世界の色

数年前に僕は後輩を亡くしたんだけれども、彼とは決して浅くない関係だったのでその事実を整理するのにかなりの期間を要した。

彼との思い出は多すぎて一言でまとめることは不可能だが、彼と僕は野球が好きで、よく一緒に草野球をしていた。一緒にゲームをしたことも多いし、鉄道という共通の趣味があったし、彼は古代生物、特に恐竜が好きで、草野球の休憩中にカルカロドントサウルスの話で盛り上がったことは忘れられない。

そして彼が最後に僕に残したTwitterの「草野球、やりましょう」というDMに僕が気づかずに、気づいてやることができずに、彼が逝ってしまったということはとても悔しい。過去を変えたいと思うことは少なくなったが、たとえ彼が死ぬ未来は変えられなかったとしても、彼と草野球をしてやりたかったとだけは今でも思う。
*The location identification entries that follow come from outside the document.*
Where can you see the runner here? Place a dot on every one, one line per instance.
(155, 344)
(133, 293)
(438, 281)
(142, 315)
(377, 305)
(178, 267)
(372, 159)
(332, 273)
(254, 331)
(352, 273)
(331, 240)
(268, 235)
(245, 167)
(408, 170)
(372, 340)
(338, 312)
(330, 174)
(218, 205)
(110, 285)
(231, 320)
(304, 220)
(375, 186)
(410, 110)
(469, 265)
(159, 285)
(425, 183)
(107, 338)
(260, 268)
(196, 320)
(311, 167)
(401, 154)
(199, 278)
彼が生きていれば今年23歳。僕がもがき苦しんでいた時期とも重なって、もし彼が今生きていたら何を考えていただろうかということは気になった。

彼は歌がうまかった。多分身内補正もかかっているが、とはいえかなりうまい部類で、音楽活動もしていたし、彼とは中高と部活が同じだったのでなんとなくうちの部の誇りみたいなところがあったのだ。決して軽音部などではないのだが。
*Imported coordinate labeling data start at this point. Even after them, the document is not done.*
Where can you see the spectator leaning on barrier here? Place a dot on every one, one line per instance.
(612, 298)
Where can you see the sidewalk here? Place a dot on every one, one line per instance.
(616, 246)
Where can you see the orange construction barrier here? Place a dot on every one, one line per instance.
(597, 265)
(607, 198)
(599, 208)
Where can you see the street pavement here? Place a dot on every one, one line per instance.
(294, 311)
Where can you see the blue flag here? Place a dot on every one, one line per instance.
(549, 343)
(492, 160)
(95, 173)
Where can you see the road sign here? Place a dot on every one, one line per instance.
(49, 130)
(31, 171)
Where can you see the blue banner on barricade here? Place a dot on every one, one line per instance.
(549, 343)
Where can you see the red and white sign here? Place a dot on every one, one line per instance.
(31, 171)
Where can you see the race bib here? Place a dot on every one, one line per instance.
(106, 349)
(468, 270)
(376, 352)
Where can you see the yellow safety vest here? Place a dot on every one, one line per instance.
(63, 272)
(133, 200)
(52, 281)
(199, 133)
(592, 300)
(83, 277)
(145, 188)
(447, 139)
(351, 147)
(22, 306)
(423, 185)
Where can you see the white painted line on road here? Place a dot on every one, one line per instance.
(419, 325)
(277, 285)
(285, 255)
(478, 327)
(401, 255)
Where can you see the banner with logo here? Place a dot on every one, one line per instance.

彼は類まれな音楽の才能があったと僕は思っているが、同時に彼は色覚異常であった。色の判別が困難なのである。

僕が大学に行っていた頃、アフリカには色を二種類の言葉でしか表さない言語があるということを知った。つまりその言語を使っている世界では、色は「明るい」と「暗い」の二種類しか存在しないということだ。かといってその言語を話す人々全員が色を認識できないわけではなく、認識していても区別はしていないということなのだ。
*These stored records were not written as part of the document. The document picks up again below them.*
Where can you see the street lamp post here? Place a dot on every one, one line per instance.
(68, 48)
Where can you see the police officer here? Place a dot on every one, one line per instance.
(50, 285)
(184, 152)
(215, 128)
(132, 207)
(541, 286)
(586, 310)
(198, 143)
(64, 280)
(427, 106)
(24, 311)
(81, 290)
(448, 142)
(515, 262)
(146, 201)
そんな話を彼にした時、彼は「僕もその世界に生まれたかったっすねえ」と、目を輝かせていた。

世界に二色しかない状況で彼は何を歌っただろうか。

地元での人間関係を絶って久しいが、定期的に彼が今眠る場所には行くことにしている。名前も別に書くこともなく、深夜にただ1人で彼の安寧を願うばかりである。

僕は負けない。彼のために生きるのだ。彼が戦えなかった分も僕が戦わなきゃいけないんだ。

その決意を新たにした。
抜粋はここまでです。